Event not timing out with a wait of 1 tick (and sometimes 2)
Joel Sherrill <joel@OARcorp.com>
joel.sherrill at OARcorp.com
Wed Dec 14 13:29:08 UTC 2005
Steven Johnson wrote:
> Hi ,
>
> Here is our stack trace, although I dont think it is very useful as GDB
> seems to have great difficulty stack tracing through our ISR.
>
> #0 _Watchdog_Tickle (header=0x5db1ec) at
> ../../../../../../rtems-distribution/cpukit/score/src/watchdogtickle.c:53
> #1 0x0009a7f4 in rtems_clock_tick () at
> ../../../../bare/lib/include/rtems/score/watchdog.inl:113
> #2 0x0002b3e0 in Clock_isr (vector=0) at
> Application/RTEMS/MPC860/BSP/Drivers/Clock/clock.cpp:74
> #3 0x00004594 in save_stackframe ()
> #4 0x00004594 in save_stackframe ()
> Previous frame identical to this frame (corrupt stack?)
>
> Im not sure it is a nested clock tick ISR in our target, because the way
> we have set it up our target shouldnt allow nesting ISR's, but i cant be
> sure. In "watchdog insert" there is an "ISR Flash" with a suspicious
> comment about "if this causes problems comment it out" and that is what
> we thought might be the root cause of the race condition, but we couldnt
> think of a way to be sure of this.
Since you are hacking on the source anyway, you could add a variable
which is set to note that you are at the flash and clear it when
interrupts are redisabled. Then when the 0 at the head of the delta
chain occurs there is a bread crumb. Several places could be marked
this way.
When you get the fault, check _ISR_Nest_level and check it.

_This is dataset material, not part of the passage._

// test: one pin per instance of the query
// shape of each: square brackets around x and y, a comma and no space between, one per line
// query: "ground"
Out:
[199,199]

> In answer to the question on whats the best fix, the perfectionist in me
> says 2), but the paranoiac in me says 1) so the pragmatist in me would
> suggest both 1) and 2).
Me too. But I would really like to narrow down on what is causing this
in your case. Jennifer is on a simulator where the number of
instructions between clock ticks is deliberately very low so the
application doesn't take forever when simulating.
> Rationale, the overhead of fix 1) is minimal (a compare with 0 and
> branch if eq, 2 instructions on most processors im used to) so it wont
> really have much of a speed effect on watchdog_tickle, so on the off
> chance that fix 2) doesnt actually fix all possibilities that cause this
> circumstance, we are still protected from the unforeseen.
>
> Another way to fix it (2 style) that wouldnt add any overhead, would be
> to change the delta time to be signed, and then pull it off if the
> decrement sends it 0 or -ve. The only problem with this i can see is it
> halves the maximum duration of the delta.

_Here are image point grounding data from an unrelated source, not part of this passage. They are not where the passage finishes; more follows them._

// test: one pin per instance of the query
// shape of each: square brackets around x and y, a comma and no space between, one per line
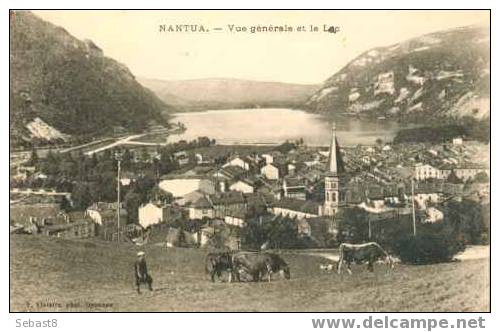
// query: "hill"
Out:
[51,270]
[439,75]
[62,87]
[225,93]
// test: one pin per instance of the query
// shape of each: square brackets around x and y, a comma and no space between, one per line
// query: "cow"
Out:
[141,273]
[370,252]
[257,264]
[216,263]
[326,267]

Yes. I thought about explicitly checking for 0xffffffff but am thinking
that your fix of 0 or 1 is sufficient. I just want to know what is
causing this.
My overall suspicion is that a timer routine is firing and taking long
enough (or a set is taking long enough) that another ISR occurs and they
are nesting. With Jennifer, it was two clock ticks. In yours, we need
to narrow it down.
> I also dont think that missing the tick is very important. The
> guaranteable precision on the timer is -1/+0 Clock Ticks anyway, so a
> missed clock tick has no worse latency than the watchdog being set
> immediately following a clock tick, which is the timeout requested (1
> tick).
>
> Steven
>
>
> Jennifer Averett wrote:
>
>> Hello,
>>
>> I have been talking with Joel about this and I think I have verified his
>> theory. I added code to break at and was able to duplicate this problem
>> using the psim simulator and an application that has several Timer Server
>> Routines. I have attached the backtrace to the bottom of the message.
>>
>> There are multiple ways to fix this problem.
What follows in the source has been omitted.